Au surplus, M. St-Maurice estime que la journaliste manque de rigueur lorsqu’elle fait un faux amalgame entre les termes «dépendance» et «usage prolongé».
Le plaignant reproche à la journaliste d’avoir abusé de caractères de grand format afin de
manipuler l’opinion. En effet, le chiffre 15 % (consommateurs de marijuana qui deviennent accro chez les 15-24 ans) est écrit en grand format et la proportion de fumeurs de tabac qui deviennent dépendants est écrite en plus petit alors qu’elle est plus élevée(32 %).
M. St-Maurice a joint à sa plainte le dossier publié par La Presse ainsi qu’un communiqué de presse du 24 octobre 2004 invitant les médias à une conférence de presse concernant sa plainte.
Commentaires du mis en cause
Commentaires de M. Éric Trottier, directeur de l’information:
M. Trottier précise que Mme Malboeuf est une journaliste consciencieuse et qu’elle a fait une recherche exhaustive de tous les tenants et aboutissants de l’usage du pot. Il considère donc, au nom du journal, que ce dossier a été fait dans les règles de l’art journalistique et précise que le but était de parler des ravages du pot et non d’en faire l’apologie.
Commentaires de Mme Marie-Claude Malboeuf, journaliste:
La journaliste Marie-Claude Malboeuf répond d’abord au grief du Parti Marijuana concernant la pertinence du sujet. M. St-Maurice aurait préféré que La Presse taise une certaine réalité, sous prétexte qu’elle ne touche pas une majorité de personnes. La journaliste réplique qu’à ce compte, les journaux n’écriraient pas sur quantité de problèmes sociaux.
D’autre part, l’angle choisi pour le dossier en cause lui semble pertinent car inédit. La journaliste explique n’avoir jamais lu de reportage racontant et expliquant l’abus de marijuana et ses conséquences. Pourtant, le sujet est de mieux en mieux documenté, comme l’atteste le rapport 2002 du Comité sénatorial spécial sur les drogues illicites ou encore un document des spécialistes français de la santé. La journaliste estime avoir joué son rôle de journaliste en allant auprès des jeunes, des parents, dans les écoles, les hôpitaux et les centres de réhabilitation.

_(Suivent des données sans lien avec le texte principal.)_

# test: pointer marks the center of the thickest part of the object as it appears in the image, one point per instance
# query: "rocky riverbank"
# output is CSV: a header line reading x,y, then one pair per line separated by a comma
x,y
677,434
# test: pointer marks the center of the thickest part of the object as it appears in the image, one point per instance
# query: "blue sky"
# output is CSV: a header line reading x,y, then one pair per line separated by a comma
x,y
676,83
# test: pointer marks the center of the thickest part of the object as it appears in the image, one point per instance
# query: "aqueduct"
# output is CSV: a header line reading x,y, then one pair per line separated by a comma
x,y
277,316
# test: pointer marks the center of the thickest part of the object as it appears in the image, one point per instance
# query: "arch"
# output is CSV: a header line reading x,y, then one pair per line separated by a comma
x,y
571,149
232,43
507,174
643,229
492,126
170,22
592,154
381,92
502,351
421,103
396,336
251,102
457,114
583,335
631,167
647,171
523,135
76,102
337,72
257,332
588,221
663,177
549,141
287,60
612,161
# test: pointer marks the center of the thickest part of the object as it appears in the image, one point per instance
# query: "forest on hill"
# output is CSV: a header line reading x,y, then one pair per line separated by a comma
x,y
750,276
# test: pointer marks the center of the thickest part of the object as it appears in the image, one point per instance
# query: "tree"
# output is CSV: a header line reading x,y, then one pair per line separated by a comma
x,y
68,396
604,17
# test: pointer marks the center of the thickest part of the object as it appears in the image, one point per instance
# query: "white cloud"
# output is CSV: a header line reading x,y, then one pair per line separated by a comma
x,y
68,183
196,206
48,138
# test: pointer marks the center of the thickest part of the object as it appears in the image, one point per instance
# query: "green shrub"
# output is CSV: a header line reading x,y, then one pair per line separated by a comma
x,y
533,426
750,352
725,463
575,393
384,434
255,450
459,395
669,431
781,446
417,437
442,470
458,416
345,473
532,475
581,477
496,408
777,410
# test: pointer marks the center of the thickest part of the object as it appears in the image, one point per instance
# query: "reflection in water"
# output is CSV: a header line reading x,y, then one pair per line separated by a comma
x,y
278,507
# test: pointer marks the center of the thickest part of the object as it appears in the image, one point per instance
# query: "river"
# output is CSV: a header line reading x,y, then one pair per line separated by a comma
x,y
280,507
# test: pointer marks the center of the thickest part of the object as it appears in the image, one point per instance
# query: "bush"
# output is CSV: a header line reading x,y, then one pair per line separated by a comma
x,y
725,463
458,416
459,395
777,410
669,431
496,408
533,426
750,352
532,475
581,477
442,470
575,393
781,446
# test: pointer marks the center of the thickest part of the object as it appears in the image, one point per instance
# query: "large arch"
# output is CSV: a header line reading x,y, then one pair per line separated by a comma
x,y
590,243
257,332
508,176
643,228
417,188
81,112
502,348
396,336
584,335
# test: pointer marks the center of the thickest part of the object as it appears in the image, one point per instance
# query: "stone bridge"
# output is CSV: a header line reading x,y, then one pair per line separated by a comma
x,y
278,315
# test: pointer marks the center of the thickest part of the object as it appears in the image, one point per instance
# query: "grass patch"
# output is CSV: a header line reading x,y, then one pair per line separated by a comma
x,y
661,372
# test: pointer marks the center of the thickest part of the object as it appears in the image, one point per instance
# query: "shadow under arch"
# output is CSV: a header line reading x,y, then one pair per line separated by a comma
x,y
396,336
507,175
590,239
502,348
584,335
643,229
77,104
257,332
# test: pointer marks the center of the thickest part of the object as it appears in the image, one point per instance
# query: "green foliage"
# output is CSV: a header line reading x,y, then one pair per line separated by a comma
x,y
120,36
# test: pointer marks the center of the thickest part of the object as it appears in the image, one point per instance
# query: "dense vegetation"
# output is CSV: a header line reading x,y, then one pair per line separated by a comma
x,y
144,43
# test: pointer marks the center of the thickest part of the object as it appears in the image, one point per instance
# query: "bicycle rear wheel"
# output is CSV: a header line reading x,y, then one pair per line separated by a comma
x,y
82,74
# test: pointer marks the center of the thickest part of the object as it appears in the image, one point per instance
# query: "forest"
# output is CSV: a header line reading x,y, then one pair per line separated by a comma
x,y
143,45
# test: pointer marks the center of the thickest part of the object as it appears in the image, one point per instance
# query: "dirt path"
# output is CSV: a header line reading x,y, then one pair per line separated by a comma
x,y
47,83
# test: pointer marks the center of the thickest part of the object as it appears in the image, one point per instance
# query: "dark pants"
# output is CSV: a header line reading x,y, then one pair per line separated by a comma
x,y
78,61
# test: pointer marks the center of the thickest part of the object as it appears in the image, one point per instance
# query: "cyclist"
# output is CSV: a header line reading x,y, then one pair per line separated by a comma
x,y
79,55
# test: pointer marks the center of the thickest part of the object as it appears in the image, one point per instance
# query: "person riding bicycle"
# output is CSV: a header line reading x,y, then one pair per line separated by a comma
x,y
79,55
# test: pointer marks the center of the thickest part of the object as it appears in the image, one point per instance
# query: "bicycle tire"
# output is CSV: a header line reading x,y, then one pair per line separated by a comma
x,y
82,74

D’autre part, Marie-Claude Malboeuf explique que le problème est sérieux. Tous les thérapeutes, les médecins, les travailleurs de rue et les intervenants interrogés lui ont confirmé son existence et l’importance d’en parler. D’après les études, un jeune sur cinq est touché et parmi les consommateurs de 15-24 ans, 15 % sont accros.
Enfin, la journaliste précise que le rôle des médias est de parler des problèmes sociaux pour alimenter les débats. L’importance de traiter des consommateurs abusifs peut autant appuyer la thèse des tenants de la décriminalisation que celle de ses opposants. En effet, elle soulève d’importantes questions quant à l’allocation des ressources en toxicomanie, la
prévention médicale et l’éducation publique au sujet de cette drogue. Selon Mme Malboeuf, la Fondation Marijuana censure une partie de la vérité et se plaint au Conseil de presse dans le seul but de s’emparer des micros.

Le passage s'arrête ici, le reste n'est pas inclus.